Dessa visão de mundo que conquista mais adeptos a cada dia, no meio popular, na nova classe média, nas camadas médias tradicionais, deriva um clamor por ordem, estabilização de expectativas, respeito a contratos e regras do jogo, de que a segurança pública constitui o conceito e a síntese prática. Essa demanda nada tem a ver com brutalidade policial, nem com práticas iníquas da justiça criminal. Pelo contrário, essa demanda é essencialmente contraditória com as ideias que justificam ações arbitrárias –o que não tem sido compreendido pelos políticos demagógicos e populistas.

(2) No domínio especificamente político, deve-se destacar a natureza do pacto político que viabilizou a transição para a democracia. As lideranças militares negociaram de uma posição de força, a partir da qual calibraram o timing e a extensão da “descompressão”. Os líderes civis não ousaram tocar no cordão umbilical que ligava as polícias militares ao Exército. Não julgaram adequado por em risco o processo em nome de exigências voltadas para a reorganização radical da segurança pública, terreno pantanoso, ainda fortemente marcado pela doutrina da segurança nacional, em cujo âmbito a meta era defender o Estado.
Quando se instaura o Estado democrático de direito, o destinatário da segurança pública passa a ser a cidadania e a própria expressão, “segurança pública”, passa a significar estabilização de expectativas positivas quanto à cooperação social e quanto à fruição dos direitos. Não obstante essa alteração radical de finalidade, o arranjo institucional consagrado na Constituição, no artigo 144, mantém a arquitetura institucional legada pelo regime militar.
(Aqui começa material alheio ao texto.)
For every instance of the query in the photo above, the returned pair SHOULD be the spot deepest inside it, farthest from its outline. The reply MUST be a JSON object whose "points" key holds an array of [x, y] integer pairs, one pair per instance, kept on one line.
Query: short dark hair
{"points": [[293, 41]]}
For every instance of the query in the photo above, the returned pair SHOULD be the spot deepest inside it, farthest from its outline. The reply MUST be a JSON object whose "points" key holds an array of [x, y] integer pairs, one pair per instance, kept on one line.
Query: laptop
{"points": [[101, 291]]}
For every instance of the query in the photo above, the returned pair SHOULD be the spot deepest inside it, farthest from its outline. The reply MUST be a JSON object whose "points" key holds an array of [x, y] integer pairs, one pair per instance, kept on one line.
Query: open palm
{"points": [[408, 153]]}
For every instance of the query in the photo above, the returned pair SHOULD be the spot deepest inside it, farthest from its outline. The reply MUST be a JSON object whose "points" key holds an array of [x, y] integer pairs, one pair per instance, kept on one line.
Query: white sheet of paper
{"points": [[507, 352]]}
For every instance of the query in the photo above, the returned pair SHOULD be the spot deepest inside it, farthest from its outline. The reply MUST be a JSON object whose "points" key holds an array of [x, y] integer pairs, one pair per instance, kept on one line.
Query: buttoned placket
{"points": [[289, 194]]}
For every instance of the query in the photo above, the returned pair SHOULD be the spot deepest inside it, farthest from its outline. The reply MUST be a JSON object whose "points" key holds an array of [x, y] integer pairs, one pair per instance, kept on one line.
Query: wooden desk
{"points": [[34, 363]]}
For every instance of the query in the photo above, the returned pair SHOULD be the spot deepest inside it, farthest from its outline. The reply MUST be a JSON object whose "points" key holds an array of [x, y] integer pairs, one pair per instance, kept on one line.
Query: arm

É verdade que princípios e valores democráticos foram adicionados e que as novas metas foram afirmadas. Entretanto, os novos componentes convivem com a estrutura organizacional anterior. Supunham, certamente, os legisladores, que as antigas formas acabariam por adaptar-se aos novos conteúdos, isto é, às novas finalidades e ao novo ambiente normativo voltado para a defesa dos direitos. Subestimaram a força coercitiva da forma sobre o conteúdo. Não compreenderam o peso determinante das estruturas organizacionais sobre seu funcionamento real, sobretudo quando as culturas corporativas atravessam intocadas o umbral da transformação histórica. São as culturas profissionais das polícias que movimentam os mecanismos de gestão e põem em prática –ou não—os mandamentos constitucionais, pela via oblíqua das emoções, dos valores e das crenças de suas elites dirigentes. Não deveria causar surpresa o fato de que naves arcaicas, conduzidas por profissionais formados na e para a ditadura, mantivessem rumos superados apenas no espírito da Constituição.
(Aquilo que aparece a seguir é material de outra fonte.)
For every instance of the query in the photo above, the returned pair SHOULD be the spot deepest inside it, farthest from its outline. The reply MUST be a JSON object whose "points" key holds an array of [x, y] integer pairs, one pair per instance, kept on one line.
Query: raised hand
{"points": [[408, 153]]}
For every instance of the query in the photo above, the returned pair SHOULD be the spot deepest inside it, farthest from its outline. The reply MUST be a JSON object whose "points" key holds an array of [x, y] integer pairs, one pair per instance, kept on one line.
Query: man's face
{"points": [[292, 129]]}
Além da manutenção das antigas estruturas organizacionais refratárias à gestão racional e ao monitoramento externo, o fator provavelmente decisivo para que os valores (e as práticas) tradicionais fossem, nas instituições da segurança pública, legados às gerações subsequentes, ainda que cedendo aqui e ali, foi a inexistência de um ritual de passagem entre a ditadura e a democracia. Refiro-me à marcação simbólica de uma ruptura com o passado de violações aos direitos humanos, torturas, assassinatos, prisões arbitrárias, etc. Mesmo na ausência de uma justiça de transição e de julgamento dos violadores, teria sido fundamental a afirmação oficial de que houve abusos perpetrados pelo Estado, sistematicamente, e de que essa prática é inadmissível, a tal ponto que o novo regime construir-se-ia para que jamais se repetisse a barbárie institucionalizada.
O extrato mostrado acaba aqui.